RQE is effective: Removing RQE decreased EXACT from 22.34 to 20.19, proving the value of focusing compute on difficult sentences.
Inference cost is acceptable: NeoAMT-8B averages 0.77s per sentence compared to 0.33s for direct models; the latency is doubled but manageable.

Highlights & Insights¶

Framing neologism translation as agentic MT is a natural progression that reflects human behavior.
The alignment of data and tools through Wiktionary provides a consistent environment for training and evaluation.
The reward design prevents typical failure modes where sentences are fluent but semantically incorrect regarding neologisms.
Process rewards for the 4B model suggest that smaller models benefit significantly from explicit supervision of search behavior.

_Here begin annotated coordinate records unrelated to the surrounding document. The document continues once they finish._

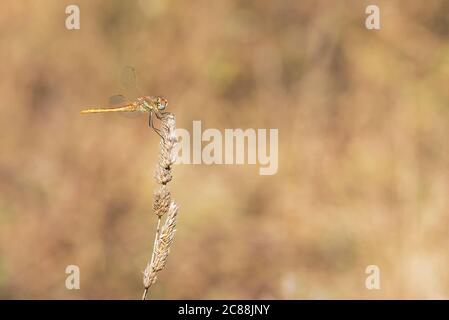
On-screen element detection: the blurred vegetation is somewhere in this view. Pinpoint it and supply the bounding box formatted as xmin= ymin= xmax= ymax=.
xmin=0 ymin=0 xmax=449 ymax=299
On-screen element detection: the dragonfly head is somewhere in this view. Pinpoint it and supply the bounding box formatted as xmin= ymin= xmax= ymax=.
xmin=145 ymin=96 xmax=168 ymax=111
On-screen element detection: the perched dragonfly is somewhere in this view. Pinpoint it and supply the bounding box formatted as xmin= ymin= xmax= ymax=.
xmin=81 ymin=96 xmax=168 ymax=138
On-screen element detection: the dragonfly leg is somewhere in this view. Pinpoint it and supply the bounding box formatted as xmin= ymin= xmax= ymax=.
xmin=148 ymin=112 xmax=164 ymax=139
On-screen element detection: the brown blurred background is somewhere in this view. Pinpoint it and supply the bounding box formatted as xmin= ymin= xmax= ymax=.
xmin=0 ymin=0 xmax=449 ymax=299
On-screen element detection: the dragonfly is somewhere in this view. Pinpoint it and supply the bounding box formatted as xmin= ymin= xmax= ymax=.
xmin=81 ymin=96 xmax=168 ymax=138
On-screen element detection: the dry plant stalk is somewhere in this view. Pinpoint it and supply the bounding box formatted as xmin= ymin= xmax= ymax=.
xmin=142 ymin=113 xmax=178 ymax=300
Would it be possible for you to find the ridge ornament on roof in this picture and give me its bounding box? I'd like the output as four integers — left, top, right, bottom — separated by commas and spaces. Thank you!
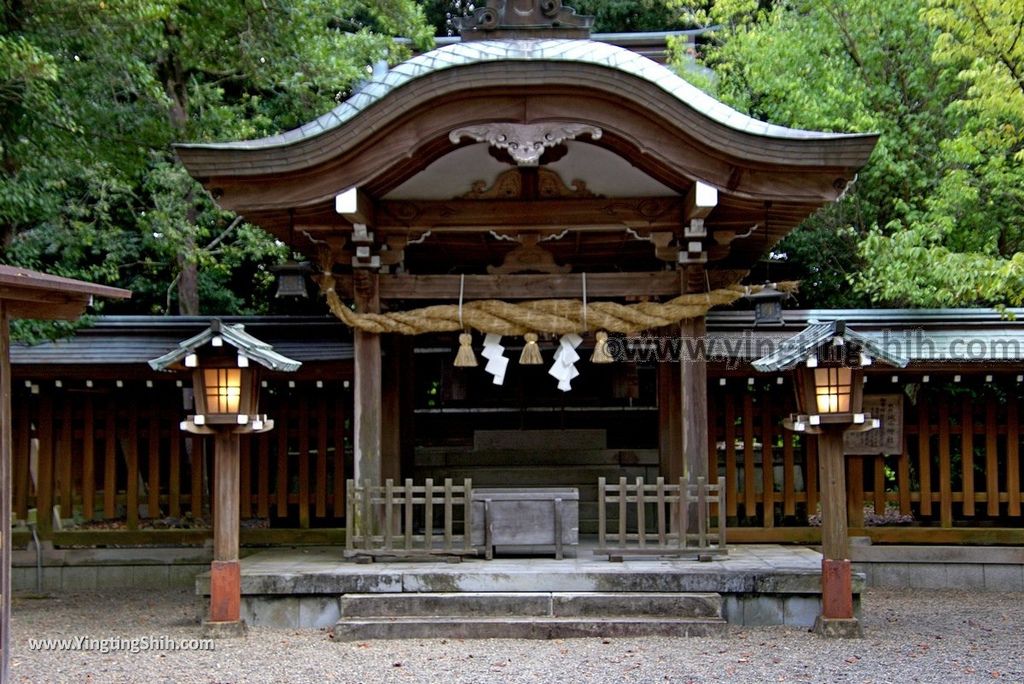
150, 318, 302, 373
459, 0, 594, 41
751, 320, 909, 373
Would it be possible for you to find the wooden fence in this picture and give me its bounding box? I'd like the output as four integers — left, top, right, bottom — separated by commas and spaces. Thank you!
595, 477, 726, 560
12, 372, 1024, 542
13, 381, 351, 533
709, 375, 1024, 528
345, 478, 476, 557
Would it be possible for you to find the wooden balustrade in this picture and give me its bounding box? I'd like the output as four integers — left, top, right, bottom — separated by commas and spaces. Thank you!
345, 478, 476, 558
594, 477, 726, 560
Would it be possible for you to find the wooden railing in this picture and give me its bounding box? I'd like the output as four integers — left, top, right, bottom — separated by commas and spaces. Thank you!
13, 379, 351, 536
709, 375, 1024, 540
594, 477, 726, 560
345, 479, 476, 558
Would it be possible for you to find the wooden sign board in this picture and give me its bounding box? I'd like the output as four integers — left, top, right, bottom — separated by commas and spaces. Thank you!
843, 394, 903, 456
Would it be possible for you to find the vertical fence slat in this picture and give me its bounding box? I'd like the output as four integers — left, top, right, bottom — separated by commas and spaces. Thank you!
637, 477, 647, 549
844, 456, 864, 527
985, 396, 999, 518
256, 432, 271, 518
167, 421, 181, 518
677, 477, 690, 549
401, 479, 414, 550
188, 434, 206, 518
12, 397, 32, 520
718, 477, 727, 550
145, 405, 160, 518
939, 396, 953, 527
743, 392, 758, 518
298, 392, 309, 529
56, 393, 75, 518
444, 477, 452, 551
82, 396, 96, 520
761, 394, 777, 527
871, 455, 886, 515
315, 392, 327, 518
1007, 396, 1021, 517
36, 394, 54, 533
896, 430, 911, 515
707, 388, 719, 485
656, 477, 666, 547
103, 397, 118, 519
697, 477, 708, 548
125, 401, 139, 529
958, 396, 975, 516
273, 398, 289, 518
423, 477, 434, 551
345, 480, 356, 551
334, 394, 345, 517
801, 435, 818, 515
382, 477, 393, 551
782, 430, 797, 515
239, 434, 250, 520
725, 392, 739, 517
918, 396, 932, 516
359, 479, 375, 549
617, 477, 629, 546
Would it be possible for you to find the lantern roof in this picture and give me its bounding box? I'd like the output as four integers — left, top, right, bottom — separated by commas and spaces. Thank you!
150, 318, 302, 373
751, 320, 909, 373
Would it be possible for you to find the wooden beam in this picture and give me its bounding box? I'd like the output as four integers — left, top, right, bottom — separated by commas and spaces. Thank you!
334, 187, 374, 226
376, 197, 684, 232
335, 271, 679, 300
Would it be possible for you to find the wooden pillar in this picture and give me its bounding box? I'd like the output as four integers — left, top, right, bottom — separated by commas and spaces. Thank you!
0, 299, 13, 682
679, 316, 708, 482
352, 270, 383, 484
814, 426, 861, 637
381, 335, 402, 481
210, 429, 242, 625
657, 352, 683, 481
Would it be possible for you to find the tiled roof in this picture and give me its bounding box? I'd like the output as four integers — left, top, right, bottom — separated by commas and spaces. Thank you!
177, 40, 872, 154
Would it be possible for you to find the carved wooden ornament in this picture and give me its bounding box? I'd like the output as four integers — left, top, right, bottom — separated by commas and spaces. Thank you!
449, 122, 601, 166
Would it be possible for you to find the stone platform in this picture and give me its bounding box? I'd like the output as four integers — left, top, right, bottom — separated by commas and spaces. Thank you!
196, 542, 864, 629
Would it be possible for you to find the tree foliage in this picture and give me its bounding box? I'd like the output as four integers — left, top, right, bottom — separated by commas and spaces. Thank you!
0, 0, 432, 325
675, 0, 1024, 306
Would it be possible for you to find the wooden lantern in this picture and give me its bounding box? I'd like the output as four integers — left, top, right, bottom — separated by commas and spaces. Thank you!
185, 349, 259, 425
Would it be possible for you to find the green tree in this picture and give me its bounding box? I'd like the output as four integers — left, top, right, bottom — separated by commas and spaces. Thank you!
680, 0, 961, 306
0, 0, 432, 321
855, 0, 1024, 306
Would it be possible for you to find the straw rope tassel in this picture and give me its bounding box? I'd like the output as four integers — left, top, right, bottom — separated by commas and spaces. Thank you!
455, 333, 476, 369
519, 333, 544, 366
590, 330, 615, 364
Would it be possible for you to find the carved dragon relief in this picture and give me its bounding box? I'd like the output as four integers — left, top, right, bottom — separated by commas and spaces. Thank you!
449, 122, 601, 166
487, 233, 572, 274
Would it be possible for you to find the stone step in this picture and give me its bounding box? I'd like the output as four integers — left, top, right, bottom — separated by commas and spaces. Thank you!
341, 592, 722, 618
332, 616, 727, 641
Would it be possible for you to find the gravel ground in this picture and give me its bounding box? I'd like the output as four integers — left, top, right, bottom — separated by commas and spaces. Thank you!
11, 590, 1024, 684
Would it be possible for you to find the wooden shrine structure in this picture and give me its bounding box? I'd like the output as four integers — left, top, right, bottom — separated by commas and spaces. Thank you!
0, 265, 131, 684
177, 2, 877, 499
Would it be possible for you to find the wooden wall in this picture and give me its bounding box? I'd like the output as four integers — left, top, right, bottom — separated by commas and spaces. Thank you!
13, 373, 1024, 541
709, 374, 1024, 528
13, 380, 351, 532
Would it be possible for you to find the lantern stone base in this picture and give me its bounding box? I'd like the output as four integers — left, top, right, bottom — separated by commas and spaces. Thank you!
203, 619, 247, 639
813, 615, 864, 639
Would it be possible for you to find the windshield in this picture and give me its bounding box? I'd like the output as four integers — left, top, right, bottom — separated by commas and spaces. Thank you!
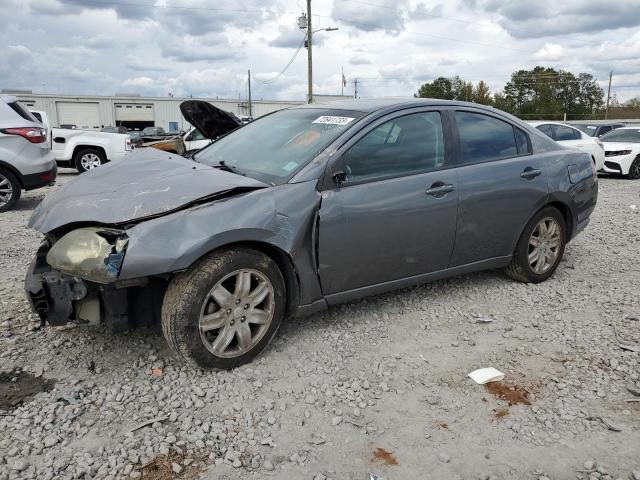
570, 124, 597, 137
600, 128, 640, 143
194, 108, 364, 184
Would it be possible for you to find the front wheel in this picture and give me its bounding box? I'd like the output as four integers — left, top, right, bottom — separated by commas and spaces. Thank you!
505, 207, 567, 283
627, 155, 640, 180
74, 148, 105, 173
162, 248, 285, 370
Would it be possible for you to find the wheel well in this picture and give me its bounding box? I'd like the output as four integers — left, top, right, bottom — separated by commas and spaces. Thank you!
0, 161, 24, 189
205, 241, 300, 317
71, 145, 107, 162
545, 202, 573, 238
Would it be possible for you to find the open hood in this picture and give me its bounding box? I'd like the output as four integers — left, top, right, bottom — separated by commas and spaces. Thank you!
180, 100, 242, 140
29, 148, 268, 233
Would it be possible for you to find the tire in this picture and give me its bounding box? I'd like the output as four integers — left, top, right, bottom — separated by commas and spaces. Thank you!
162, 248, 286, 370
627, 155, 640, 180
0, 168, 22, 212
73, 148, 106, 173
505, 207, 567, 283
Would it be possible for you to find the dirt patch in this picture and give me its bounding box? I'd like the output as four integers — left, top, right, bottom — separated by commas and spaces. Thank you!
371, 447, 398, 465
484, 382, 531, 406
0, 369, 55, 410
139, 451, 207, 480
493, 408, 509, 420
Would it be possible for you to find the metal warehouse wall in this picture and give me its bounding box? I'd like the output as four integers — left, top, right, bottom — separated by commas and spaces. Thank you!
16, 93, 304, 130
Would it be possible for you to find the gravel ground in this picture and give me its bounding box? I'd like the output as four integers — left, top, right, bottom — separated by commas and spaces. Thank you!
0, 171, 640, 480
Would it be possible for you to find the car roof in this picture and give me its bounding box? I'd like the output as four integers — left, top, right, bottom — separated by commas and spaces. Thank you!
295, 98, 502, 113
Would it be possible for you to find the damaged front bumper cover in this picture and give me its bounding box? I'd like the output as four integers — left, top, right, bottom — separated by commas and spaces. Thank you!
25, 245, 166, 332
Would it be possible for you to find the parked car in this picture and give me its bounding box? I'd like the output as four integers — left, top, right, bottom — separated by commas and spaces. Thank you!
569, 123, 624, 137
600, 127, 640, 179
529, 122, 604, 171
100, 125, 129, 134
136, 100, 242, 157
29, 110, 51, 142
0, 95, 56, 212
51, 128, 133, 173
26, 99, 598, 369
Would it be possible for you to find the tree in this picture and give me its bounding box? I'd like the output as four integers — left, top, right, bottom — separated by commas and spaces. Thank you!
471, 80, 493, 105
416, 77, 453, 100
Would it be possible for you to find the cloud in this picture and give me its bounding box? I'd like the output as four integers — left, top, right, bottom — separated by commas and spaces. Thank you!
349, 55, 373, 65
331, 0, 408, 35
533, 43, 563, 61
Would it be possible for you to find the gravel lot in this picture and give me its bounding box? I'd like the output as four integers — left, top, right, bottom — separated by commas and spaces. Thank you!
0, 170, 640, 480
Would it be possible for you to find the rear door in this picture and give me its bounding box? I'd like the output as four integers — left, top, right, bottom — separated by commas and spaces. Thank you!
451, 109, 548, 266
318, 109, 458, 295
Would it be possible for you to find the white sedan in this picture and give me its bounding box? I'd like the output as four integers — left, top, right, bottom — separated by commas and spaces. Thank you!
528, 122, 605, 171
600, 127, 640, 179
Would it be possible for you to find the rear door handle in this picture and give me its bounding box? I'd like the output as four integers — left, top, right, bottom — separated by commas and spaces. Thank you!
520, 167, 542, 180
425, 183, 453, 197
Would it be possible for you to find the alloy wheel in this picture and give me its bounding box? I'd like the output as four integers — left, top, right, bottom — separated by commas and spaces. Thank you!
198, 269, 275, 358
528, 217, 562, 275
629, 157, 640, 178
0, 173, 13, 207
80, 153, 102, 170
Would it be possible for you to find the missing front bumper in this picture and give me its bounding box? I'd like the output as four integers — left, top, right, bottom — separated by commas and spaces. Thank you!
25, 246, 166, 332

Limitations & Future Work¶

Retriever Bottleneck: Using general bge-m3 embeddings might not be optimal for dictionary glosses; a specialized retriever could raise the system's ceiling.
Format Constraints: Models do not always follow thinking formats strictly; more granular process rewards may be needed.
Linguistic Bias: English Wiktionary glosses are primarily English, and coverage varies across different non-English communities.
Synthetic Dependency: Reliance on GPT-5 generated translations for some training pairs may introduce subtle quality issues.

Compared to MT-R1-Zero/DeepTrans: While those improve reasoning, NeoAMT addresses missing knowledge via tools.
Compared to TAT-R1: NeoAMT focuses on neologisms and new meanings rather than just static terminology mapping, emphasizing agentic search.
Compared to Standard RAG: NeoAMT treats retrieval as a learned action within a trajectory, avoiding the loss of instruction-following common in large prompts.

Rating¶

Novelty: ⭐⭐⭐⭐⭐ Well-integrated combination of neologism translation, agentic retrieval, and GRPO.
Experimental Thoroughness: ⭐⭐⭐⭐☆ Solid ablations and human evaluations, though synthetic data validation could be broader.
Writing Quality: ⭐⭐⭐⭐☆ Clear structure and detailed formulas.
Value: ⭐⭐⭐⭐⭐ Addresses a critical real-world MT pain point with a reusable framework.